De verdade, eu nem queria muito sair da cama hoje. Mas lembrei dos compromissos: meus pacientes, minha família, meu trabalho e vocês. Eu faço uma metáfora que existe um sino na nossa cabeça tocando um: “tem, tem, tem…”.
Esse sino interno, que não existe no mundo, cobra, exige, lembra de tudo: prazos, demandas, responsabilidades. Quanto mais tento ignorá-lo, mais alto ele bate — tem, tem, tem… — como se fosse ocupar todos os espaços.
Talvez esteja me sentindo assim porque o fim do ano está chegando. Talvez seja a tal síndrome de dezembro. Não sei!
Talvez porque ontem eu vivi um momento triste: um ciclo se encerrou — e encerrar ciclos dói!
Mas encerrar ciclos é normal, né?! Isso é algo que precisamos pensar! É bonito dizer que é normal fechar ciclos, que faz parte, mas na prática é outra história.
Existe uma romantização sobre “aceitar finais”, como se fechar portas não causasse dor. Como se maturidade fosse sinônimo de não sentir. Mas tem coisas que simplesmente… doem. E pronto.
As pessoas querem que a gente normalize, que siga, que vá. Mas nem sempre o “normal” precisa ser tão normal a ponto de silenciar o que aperta dentro.

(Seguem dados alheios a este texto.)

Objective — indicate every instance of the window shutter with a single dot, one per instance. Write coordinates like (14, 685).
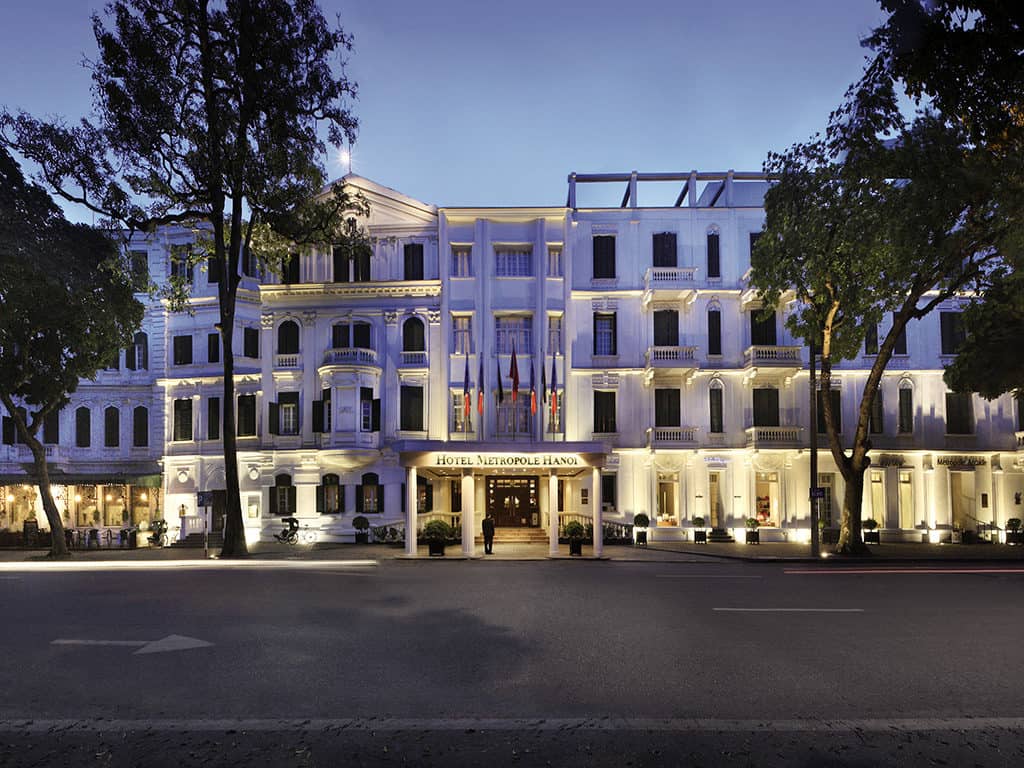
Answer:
(271, 419)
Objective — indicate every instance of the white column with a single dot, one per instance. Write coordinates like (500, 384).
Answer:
(411, 511)
(553, 514)
(468, 515)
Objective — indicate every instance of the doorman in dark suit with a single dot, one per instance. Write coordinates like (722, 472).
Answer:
(488, 535)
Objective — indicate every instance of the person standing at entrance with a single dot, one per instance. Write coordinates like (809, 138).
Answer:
(488, 535)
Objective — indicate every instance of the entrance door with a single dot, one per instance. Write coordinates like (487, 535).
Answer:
(962, 499)
(512, 502)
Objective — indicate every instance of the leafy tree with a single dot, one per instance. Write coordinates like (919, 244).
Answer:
(862, 226)
(66, 301)
(206, 113)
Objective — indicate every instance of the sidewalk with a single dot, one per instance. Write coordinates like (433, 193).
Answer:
(656, 552)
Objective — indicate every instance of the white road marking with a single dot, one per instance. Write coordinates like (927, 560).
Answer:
(792, 610)
(165, 644)
(290, 725)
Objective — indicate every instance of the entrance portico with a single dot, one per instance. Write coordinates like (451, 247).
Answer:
(516, 483)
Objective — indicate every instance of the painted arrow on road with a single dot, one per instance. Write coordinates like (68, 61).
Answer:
(165, 644)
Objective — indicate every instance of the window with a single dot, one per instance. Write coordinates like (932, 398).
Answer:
(250, 342)
(369, 495)
(876, 421)
(513, 330)
(182, 350)
(139, 269)
(604, 412)
(462, 261)
(951, 326)
(112, 427)
(667, 410)
(513, 262)
(900, 346)
(461, 422)
(288, 338)
(714, 256)
(83, 427)
(555, 334)
(666, 328)
(283, 497)
(213, 347)
(182, 419)
(837, 411)
(555, 261)
(288, 413)
(411, 415)
(413, 253)
(666, 251)
(960, 413)
(762, 329)
(462, 334)
(140, 427)
(213, 418)
(766, 407)
(604, 256)
(714, 332)
(290, 265)
(331, 499)
(137, 355)
(717, 419)
(413, 336)
(181, 266)
(51, 428)
(247, 415)
(871, 339)
(604, 334)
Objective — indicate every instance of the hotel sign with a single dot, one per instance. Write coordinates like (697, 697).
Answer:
(505, 461)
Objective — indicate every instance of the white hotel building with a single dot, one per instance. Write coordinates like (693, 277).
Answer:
(673, 398)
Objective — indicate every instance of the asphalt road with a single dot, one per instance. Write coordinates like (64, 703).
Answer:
(527, 663)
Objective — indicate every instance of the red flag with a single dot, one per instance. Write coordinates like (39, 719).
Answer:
(514, 375)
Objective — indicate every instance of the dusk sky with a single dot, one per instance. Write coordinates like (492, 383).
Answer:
(471, 102)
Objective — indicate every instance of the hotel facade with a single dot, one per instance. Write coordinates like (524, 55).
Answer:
(658, 386)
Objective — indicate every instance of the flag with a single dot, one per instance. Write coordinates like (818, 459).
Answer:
(532, 388)
(514, 375)
(479, 389)
(554, 388)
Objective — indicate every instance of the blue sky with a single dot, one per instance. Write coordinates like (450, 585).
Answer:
(481, 102)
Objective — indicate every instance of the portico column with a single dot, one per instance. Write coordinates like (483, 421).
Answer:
(468, 514)
(411, 511)
(553, 514)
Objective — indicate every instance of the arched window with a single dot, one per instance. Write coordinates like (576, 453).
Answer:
(288, 338)
(112, 427)
(716, 393)
(83, 427)
(413, 338)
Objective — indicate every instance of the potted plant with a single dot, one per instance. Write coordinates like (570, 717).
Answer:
(1014, 534)
(871, 534)
(640, 523)
(574, 531)
(753, 535)
(361, 525)
(437, 534)
(699, 535)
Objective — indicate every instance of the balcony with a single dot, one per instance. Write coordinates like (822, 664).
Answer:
(670, 284)
(350, 356)
(773, 436)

Ontem doeu muito um destes ciclos fechados. Posso estar de ressaca dele? Será? Só sei que eu decidi não fingir que doeu.
A Psicologia Humanista fala sobre isso: reconhecer a experiência interna sem julgamento. Carl Rogers dizia que quando aceitamos plenamente o que sentimos, é aí que começamos a mudar. Talvez meu sino esteja tão alto porque eu precisava ouvi-lo.
Precisava admitir o cansaço, o medo, os encerramentos, as dúvidas. Precisava lembrar que, apesar de ser psicóloga, eu também sinto. Eu também me perco. Eu também fico à deriva. E sim, está tudo meio aleatório.
Mas também… a vida é aleatória. A vida também é se perder. A vida também é ser dura. A vida também é se questionar. A vida também é não entender.
Enquanto escrevo, lembro da mensagem que mandei para a minha psicóloga pedindo um atendimento rápido — porque sim, psicólogos precisam de psicólogos. Afinal na última sessão eu estava ótima: rindo, leve, tranquila. Hoje não. E tudo bem. Talvez seja só a vida acontecendo e eu tentando acompanhar o passo.
Tentando entender cada dor, cada sensação, cada dúvida. E me recusando — com força — a não sentir. Quero sentir tudo o que eu precisar sentir. Não quero anestesiar. Não quero pular etapas. Não quero virar personagem de mim mesma.
Eu disse que o texto de hoje era confuso. Mas talvez seja o mais autêntico que escrevi em muito tempo. Receba como quiser.
Sinta o que fizer sentido para você. E que seja uma boa quinta — mesmo que a gente não acorde bem.